Il diaconato femminile? E' un tema da affrontare "urgentemente", per passare gradualmente "dal diaconato al presbiterato, fino all'episcopato". A parlare con LaPresse è don Giovanni Cereti, prete e teologo illuminato. Si batte dagli anni ’70 per l’eucarestia ai divorziati, promuove l’abolizione del celibato e il ministero per le donne. A Roma è rettore della chiesa di San Giovanni Battista dei Genovesi, nel quartiere popolare di Trastevere. Non ci sono nelle Scritture riferimenti che vietano l'ordinazione delle donne, spiega, e in più lo ha stabilito il Concilio Vaticano II che ogni discriminazione fra uomo e donna va eliminata. "Prima di criticare altri per i loro errori o lacune - commenta don Cereti -, la Chiesa dovrebbe interrogare se stessa e guardare alla trave che esiste nel suo occhio". 

L'apertura di Papa Francesco a una commissione che studi la possibilità di un diaconato femminile si può considerare una svolta?
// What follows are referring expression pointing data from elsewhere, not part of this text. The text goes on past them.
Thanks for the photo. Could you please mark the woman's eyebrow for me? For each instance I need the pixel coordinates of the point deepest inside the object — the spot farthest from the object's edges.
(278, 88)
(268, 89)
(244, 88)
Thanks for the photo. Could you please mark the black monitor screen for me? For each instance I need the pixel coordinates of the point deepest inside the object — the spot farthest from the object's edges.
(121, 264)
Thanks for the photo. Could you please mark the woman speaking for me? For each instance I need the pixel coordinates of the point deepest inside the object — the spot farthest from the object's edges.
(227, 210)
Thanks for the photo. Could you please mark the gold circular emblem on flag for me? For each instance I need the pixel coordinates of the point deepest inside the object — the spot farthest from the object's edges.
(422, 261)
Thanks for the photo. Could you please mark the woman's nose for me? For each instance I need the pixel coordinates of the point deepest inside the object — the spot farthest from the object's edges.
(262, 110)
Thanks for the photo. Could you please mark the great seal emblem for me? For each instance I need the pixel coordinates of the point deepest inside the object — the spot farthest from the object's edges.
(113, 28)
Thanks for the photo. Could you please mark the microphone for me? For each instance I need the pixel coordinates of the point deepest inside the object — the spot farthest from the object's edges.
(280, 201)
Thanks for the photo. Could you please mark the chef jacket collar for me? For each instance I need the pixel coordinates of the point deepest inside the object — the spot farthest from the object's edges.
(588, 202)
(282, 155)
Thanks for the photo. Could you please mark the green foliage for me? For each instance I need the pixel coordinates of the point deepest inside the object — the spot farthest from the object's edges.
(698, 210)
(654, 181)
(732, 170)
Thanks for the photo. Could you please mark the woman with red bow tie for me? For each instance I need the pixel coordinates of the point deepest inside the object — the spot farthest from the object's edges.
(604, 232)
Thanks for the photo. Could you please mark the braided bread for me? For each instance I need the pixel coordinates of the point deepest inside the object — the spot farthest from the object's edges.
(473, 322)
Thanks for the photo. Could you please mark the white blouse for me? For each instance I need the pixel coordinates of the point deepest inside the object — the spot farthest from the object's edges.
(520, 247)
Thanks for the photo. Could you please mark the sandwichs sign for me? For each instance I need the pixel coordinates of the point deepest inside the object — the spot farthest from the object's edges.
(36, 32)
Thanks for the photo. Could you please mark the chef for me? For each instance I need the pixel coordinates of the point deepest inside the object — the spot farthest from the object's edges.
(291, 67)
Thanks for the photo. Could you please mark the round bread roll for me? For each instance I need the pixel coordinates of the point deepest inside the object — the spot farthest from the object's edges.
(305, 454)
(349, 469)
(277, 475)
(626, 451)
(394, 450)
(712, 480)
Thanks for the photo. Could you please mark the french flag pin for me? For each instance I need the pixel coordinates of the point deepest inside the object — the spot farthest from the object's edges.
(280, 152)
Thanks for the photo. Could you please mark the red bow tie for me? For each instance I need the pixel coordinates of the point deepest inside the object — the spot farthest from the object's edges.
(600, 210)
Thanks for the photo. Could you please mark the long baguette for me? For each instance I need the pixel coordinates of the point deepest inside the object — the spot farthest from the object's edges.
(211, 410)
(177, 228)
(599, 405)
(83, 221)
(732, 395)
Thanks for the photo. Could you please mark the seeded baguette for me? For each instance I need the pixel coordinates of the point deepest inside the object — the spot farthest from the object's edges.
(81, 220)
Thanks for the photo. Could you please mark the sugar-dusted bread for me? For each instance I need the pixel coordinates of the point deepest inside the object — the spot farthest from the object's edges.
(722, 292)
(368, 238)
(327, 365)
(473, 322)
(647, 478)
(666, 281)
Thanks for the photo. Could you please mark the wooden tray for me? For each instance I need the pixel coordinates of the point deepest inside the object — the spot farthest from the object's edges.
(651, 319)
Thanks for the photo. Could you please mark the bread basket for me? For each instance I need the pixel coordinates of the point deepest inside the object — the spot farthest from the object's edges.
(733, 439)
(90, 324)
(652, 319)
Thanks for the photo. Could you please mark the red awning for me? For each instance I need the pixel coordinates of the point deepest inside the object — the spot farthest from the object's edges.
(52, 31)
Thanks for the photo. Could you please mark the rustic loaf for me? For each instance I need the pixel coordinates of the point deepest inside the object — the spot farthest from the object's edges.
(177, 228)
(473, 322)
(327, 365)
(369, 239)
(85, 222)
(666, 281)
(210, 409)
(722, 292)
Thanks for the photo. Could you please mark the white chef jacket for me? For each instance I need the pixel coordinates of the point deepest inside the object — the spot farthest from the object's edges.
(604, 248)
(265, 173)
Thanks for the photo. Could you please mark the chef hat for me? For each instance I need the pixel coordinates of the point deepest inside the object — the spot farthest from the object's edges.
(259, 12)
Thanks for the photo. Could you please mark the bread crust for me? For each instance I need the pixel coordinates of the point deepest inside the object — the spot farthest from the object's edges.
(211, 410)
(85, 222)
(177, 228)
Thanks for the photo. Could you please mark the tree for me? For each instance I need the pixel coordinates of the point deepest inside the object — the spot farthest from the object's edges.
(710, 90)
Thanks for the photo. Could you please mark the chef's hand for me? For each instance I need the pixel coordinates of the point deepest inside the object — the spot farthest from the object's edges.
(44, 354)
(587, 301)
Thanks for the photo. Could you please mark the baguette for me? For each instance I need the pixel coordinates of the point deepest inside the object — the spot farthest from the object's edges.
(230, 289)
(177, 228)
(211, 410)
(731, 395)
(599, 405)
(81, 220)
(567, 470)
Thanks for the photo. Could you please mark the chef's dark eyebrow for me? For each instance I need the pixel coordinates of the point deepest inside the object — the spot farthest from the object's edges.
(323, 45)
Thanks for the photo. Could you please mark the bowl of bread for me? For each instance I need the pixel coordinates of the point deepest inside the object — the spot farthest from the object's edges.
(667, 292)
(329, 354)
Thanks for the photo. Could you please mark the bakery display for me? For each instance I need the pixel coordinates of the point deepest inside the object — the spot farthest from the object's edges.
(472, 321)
Sì, Io credo che sia una svolta, perché del diaconato femminile o dell'ordinazione delle donne a un ministero nella Chiesa cattolica non si era mai parlato ufficialmente, anche se è molto desiderato da grande parte del mondo cattolico. Credo che la Chiesa cattolica dovrebbe impegnarsi in questo cammino, perché nel mondo contemporaneo c'è stato uno sviluppo relativamente alla posizione della donna e la Chiesa cattolica, che in passato era all'avanguardia, adesso si pone alla retroguardia in questo campo. Credo sia fortemente necessario, per contribuire alla testimonianza cristiana, l'ammissione della donna al ministero del diaconato ed eventualmente anche agli altri ministeri. 

Aprirebbe la strada a un sacerdozio e addirittura all'episcopato?
Sì, con gradualità, come accade nella Chiesa cattolica. Ricordo quello che dice un documento del dialogo ecumenico tra la chiesa ortodossa e la chiesa anglicana negli Stati Uniti che dice: 'Gli ortodossi non ordinano le donne per fedeltà alla Tradizione, perché non si è mai fatto. Gli anglicani ordinano le donne per fedeltà alla Tradizione, perché questa non consiste nel ripetere meccanicamente il passato, ma nel fare oggi ciò che si è convinti che Gesù Cristo farebbe oggi'. Gli anglicani sono convinti che oggi Cristo certamente ordinerebbe le donne.